Braga Netto (à esq.) e Jair Bolsonaro (Foto: REUTERS/Adriano Machado)
“Há sinais de que Bolsonaro era visto como vacilão e de que os militares poderiam deixar de ser tutores do tenente golpista”, escreve o colunista Moisés Mendes
Moisés Mendes
Fez aniversário nessa segunda-feira a pregação de fé do general Braga Netto a patriotas que o cercaram na entrada do Palácio da Alvorada, onde Bolsonaro havia se entrincheirado depois da eleição.
Foi no dia 18 de novembro de 2022. Um grupo abordou o general cobrando atitude dos líderes golpistas, porque a militância acampada esperava um gesto forte para continuar agitando e conspirando.
Braga Netto foi assertivo e fez uma recomendação em tom religioso, depois de dizer que o presidente estava bem:
“Vocês, não percam a fé. É só o que eu posso falar para vocês agora, tá bom?”
Uma mulher disse que os acampados estavam sob chuva e no sufoco. O general vice na chapa derrotada de Bolsonaro a acalmou:
“Eu sei, senhora. Tem que dar um tempo, tá bom? Eu não posso conversar”.
O tom era de um general falando com segurança aos soldados sobre a batalha que se avizinhava. Braga Netto passou confiança aos golpistas amontoados diante do QG do Exército em Brasília.
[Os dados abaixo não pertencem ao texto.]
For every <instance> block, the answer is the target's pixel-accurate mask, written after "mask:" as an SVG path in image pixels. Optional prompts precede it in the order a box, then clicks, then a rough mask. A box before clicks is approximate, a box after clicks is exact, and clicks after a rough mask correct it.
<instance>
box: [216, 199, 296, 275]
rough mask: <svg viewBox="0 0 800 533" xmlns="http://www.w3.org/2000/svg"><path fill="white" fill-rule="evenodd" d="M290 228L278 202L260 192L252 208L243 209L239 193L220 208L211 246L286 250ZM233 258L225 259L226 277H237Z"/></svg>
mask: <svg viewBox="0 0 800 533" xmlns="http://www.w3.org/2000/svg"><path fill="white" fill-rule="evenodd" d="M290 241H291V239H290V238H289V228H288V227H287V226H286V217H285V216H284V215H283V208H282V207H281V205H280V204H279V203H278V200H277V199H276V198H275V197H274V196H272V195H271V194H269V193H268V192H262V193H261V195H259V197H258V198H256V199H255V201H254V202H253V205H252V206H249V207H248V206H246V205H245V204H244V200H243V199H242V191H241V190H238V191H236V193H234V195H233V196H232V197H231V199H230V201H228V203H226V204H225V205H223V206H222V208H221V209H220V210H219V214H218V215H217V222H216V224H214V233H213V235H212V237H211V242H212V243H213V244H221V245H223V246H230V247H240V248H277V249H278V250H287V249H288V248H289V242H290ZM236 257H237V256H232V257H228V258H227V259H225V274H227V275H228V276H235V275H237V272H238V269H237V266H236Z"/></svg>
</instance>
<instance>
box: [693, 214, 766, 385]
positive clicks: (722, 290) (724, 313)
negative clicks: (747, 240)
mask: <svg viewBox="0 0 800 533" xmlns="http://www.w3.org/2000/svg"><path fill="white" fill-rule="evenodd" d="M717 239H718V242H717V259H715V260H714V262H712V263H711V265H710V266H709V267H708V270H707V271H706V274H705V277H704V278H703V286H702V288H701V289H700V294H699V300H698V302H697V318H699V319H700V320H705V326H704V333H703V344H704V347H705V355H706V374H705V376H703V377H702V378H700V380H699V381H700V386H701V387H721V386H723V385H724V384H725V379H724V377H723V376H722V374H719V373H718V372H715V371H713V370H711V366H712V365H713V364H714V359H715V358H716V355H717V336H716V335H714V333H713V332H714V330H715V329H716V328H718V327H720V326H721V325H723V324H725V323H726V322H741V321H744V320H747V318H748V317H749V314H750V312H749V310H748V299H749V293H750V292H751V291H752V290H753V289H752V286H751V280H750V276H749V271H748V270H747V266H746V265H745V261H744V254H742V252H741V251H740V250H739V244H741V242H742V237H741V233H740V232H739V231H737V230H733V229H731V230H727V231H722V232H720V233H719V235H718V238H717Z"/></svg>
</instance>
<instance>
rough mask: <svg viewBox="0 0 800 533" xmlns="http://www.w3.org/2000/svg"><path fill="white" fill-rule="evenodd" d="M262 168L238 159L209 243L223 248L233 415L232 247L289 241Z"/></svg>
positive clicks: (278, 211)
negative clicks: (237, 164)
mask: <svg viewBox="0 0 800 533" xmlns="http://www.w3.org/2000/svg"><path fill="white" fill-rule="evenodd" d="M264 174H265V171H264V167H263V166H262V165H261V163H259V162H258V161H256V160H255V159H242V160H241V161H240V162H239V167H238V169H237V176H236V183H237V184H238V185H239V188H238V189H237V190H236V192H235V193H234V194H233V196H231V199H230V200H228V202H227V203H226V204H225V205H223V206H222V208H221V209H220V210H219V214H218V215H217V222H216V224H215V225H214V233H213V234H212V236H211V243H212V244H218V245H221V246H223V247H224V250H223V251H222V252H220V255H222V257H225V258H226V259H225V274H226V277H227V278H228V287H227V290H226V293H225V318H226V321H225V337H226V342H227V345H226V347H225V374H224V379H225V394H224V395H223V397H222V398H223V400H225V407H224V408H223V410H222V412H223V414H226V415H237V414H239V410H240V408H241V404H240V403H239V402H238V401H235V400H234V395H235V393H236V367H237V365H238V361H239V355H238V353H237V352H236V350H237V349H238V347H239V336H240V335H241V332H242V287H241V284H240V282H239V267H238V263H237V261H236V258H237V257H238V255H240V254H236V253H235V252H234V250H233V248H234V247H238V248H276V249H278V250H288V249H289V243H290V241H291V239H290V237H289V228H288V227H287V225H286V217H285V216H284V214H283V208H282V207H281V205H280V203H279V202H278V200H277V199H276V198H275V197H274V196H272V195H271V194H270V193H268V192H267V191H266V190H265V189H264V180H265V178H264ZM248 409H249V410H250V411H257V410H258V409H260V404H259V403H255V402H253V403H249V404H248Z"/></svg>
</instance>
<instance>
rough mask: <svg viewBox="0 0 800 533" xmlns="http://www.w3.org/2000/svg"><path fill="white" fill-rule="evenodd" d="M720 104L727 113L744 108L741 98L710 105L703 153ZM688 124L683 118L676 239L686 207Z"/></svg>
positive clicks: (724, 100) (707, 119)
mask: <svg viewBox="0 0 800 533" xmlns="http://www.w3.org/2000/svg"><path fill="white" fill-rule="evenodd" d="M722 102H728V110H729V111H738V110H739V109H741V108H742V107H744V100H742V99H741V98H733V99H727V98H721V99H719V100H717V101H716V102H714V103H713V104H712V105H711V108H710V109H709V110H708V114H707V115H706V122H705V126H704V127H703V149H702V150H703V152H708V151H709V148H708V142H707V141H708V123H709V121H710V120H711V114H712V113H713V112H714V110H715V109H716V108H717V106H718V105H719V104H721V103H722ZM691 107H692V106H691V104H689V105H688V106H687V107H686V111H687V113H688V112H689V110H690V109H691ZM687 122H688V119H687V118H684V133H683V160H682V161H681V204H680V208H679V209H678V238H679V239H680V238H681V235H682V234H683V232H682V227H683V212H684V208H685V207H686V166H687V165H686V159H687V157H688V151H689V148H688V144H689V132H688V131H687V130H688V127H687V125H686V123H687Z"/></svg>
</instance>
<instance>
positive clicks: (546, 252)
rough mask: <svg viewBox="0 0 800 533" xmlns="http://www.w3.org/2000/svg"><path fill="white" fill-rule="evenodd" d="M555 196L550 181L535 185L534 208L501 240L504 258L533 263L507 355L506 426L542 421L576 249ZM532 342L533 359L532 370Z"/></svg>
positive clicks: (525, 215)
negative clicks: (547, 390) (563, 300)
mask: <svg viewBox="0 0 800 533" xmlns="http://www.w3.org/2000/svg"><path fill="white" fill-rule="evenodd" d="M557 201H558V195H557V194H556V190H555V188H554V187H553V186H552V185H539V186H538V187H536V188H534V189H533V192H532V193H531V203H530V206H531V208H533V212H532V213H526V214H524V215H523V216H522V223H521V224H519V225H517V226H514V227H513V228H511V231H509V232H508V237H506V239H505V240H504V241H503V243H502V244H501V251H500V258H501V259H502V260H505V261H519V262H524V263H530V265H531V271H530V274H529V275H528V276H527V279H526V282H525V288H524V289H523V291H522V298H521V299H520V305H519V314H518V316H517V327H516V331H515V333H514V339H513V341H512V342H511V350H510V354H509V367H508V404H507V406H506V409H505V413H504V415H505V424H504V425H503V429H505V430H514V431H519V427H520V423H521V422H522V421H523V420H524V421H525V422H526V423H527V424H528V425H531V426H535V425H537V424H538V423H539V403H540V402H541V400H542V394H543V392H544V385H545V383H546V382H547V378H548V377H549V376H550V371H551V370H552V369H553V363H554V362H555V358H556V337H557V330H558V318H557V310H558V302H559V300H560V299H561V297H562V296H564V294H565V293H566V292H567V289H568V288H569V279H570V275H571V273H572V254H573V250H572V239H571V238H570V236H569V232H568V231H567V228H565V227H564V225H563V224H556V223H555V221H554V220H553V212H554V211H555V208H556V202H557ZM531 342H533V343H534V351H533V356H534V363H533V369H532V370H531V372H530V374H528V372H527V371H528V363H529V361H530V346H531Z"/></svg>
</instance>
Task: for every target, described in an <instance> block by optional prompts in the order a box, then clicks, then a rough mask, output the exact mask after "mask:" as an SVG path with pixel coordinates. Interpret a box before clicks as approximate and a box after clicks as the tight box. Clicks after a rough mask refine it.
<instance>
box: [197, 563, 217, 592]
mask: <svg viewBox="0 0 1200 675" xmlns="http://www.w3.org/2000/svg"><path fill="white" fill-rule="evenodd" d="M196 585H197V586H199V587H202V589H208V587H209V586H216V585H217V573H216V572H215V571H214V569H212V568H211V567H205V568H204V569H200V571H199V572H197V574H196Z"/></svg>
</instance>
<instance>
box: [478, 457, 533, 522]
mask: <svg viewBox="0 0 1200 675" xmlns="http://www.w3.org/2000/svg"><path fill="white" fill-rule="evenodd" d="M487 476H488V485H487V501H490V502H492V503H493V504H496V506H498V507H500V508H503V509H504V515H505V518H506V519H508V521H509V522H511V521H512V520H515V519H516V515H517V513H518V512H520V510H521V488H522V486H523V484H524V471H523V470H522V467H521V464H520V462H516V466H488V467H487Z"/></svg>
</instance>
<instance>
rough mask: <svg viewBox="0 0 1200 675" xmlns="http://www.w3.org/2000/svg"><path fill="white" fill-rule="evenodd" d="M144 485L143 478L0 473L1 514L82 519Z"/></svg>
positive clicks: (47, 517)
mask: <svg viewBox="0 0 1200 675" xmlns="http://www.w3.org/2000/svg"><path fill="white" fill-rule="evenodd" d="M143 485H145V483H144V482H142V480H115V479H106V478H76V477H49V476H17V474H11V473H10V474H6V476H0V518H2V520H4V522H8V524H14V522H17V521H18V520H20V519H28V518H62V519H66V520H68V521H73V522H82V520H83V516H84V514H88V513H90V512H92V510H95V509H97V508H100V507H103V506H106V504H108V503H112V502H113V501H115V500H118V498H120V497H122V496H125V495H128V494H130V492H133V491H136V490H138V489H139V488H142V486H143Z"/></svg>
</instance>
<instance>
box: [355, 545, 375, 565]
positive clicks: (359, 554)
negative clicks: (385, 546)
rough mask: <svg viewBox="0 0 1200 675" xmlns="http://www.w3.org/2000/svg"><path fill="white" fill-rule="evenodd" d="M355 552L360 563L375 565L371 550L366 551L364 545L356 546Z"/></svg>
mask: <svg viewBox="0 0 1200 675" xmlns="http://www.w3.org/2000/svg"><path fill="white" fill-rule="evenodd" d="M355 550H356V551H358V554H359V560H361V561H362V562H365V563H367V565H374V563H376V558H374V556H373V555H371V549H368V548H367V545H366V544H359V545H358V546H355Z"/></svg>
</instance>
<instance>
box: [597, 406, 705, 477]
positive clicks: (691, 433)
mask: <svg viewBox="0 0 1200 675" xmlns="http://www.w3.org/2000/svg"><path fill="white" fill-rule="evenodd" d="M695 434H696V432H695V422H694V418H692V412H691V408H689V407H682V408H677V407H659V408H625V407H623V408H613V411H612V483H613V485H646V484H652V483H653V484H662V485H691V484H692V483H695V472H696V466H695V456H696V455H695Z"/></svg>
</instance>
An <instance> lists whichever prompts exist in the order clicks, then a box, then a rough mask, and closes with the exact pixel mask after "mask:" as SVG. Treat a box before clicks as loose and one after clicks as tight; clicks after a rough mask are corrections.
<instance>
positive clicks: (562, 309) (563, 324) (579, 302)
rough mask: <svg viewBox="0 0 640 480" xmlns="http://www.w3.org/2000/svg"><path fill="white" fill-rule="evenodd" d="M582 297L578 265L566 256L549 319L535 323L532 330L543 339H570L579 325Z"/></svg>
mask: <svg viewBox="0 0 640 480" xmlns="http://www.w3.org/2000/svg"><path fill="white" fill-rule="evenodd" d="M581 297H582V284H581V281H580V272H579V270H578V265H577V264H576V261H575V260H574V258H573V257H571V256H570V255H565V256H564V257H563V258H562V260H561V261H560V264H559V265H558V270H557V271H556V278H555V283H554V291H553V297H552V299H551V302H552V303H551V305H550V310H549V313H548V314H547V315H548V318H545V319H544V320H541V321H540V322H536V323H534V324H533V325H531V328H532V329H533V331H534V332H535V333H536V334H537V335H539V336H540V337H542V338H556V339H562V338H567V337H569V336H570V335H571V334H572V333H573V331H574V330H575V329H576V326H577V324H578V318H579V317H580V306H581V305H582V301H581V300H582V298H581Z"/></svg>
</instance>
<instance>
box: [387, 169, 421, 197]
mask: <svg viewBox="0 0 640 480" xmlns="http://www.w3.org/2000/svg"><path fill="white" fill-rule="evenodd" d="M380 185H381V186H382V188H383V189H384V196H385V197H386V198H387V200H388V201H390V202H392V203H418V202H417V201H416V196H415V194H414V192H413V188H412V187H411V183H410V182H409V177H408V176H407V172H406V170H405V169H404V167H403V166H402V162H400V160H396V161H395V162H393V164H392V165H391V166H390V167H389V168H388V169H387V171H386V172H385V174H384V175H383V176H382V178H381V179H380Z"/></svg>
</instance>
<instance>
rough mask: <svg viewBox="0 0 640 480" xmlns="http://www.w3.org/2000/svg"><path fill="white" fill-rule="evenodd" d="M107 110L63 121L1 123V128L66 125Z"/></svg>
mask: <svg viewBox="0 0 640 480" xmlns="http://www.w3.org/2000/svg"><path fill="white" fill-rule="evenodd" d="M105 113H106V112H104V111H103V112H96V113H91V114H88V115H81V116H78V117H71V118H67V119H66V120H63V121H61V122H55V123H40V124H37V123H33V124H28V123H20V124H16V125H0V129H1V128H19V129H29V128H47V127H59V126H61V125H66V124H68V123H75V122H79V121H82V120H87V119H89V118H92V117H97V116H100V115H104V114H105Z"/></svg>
Agora, se sabe que seis dias antes, em 12 de novembro, ele havia feito uma reunião para tratar de detalhes da trama em sua casa, incluindo o assassinato de Lula, Alckmin e Alexandre de Moraes. E a sequência é conhecida por todos.
Os bloqueios de estradas. A tentativa de invasão da sede da Polícia Federal no dia 12 de dezembro. A bomba colocada num caminhão-tanque, na véspera do Natal, no aeroporto de Brasília. Os ataques às torres de transmissão de energia. A fuga de Bolsonaro para os Estados Unidos e a invasão do 8 de janeiro.
Com o poder da fé, Braga Netto, que se habilitara a ocupar o lugar do inconfiável Hamilton Mourão de vice, havia mostrado a cara, com prova em vídeo. Só faltou dizer que um golpe estava sendo tramado.
Mas só um golpe, apenas um? É agora que se apresenta, com mais consistência, uma boa dúvida que merece mais atenção: o plano completo poderia estar prevendo um golpe contra o próprio Bolsonaro.
O alarido dos comandantes pouco antes da reunião na casa de Braga Netto, com declaração de guerra em manifesto contra as instituições, a sequência de atos violentos e a postura de Braga Netto indicavam, até o final do ano, que o golpe era levado a sério, antes ou depois da posse de Lula.
Bolsonaro foge, o 8 de janeiro vira uma baderna, sem a adesão e os efeitos previstos, e o golpe falha. Se tivesse prosperado, Bolsonaro estaria fora do país. Voltaria para ser seu líder?
Braga Netto e seus parceiros devem saber que o desfecho previsto talvez não fosse esse. É quase certo que o general e seus comandados estavam prontos, com um bem planejado gabinete de crise para golpear o próprio Bolsonaro.
Aos que perguntarem se os militares não dependiam do poder político de Bolsonaro, porque ele é quem tinha votos e quase vencera a eleição de novo, a resposta é essa: golpes não dependem do voto de ninguém.
Se os assassinatos e o 8 de janeiro tivessem funcionado, mais por imposição dos militares do que pela participação vacilante de Bolsonaro, os generais poderiam se livrar do líder frouxo.
Deixariam de ser tutores de um tenente que eles mesmos consideravam incompetente. Eles seriam os protagonistas.
A falha do golpe pode ter impedido que o bolsonarismo virasse outra coisa, aperfeiçoado por uma ditadura clássica. Ainda com o poder da fé, mas sem Bolsonaro acima de tudo e de todos.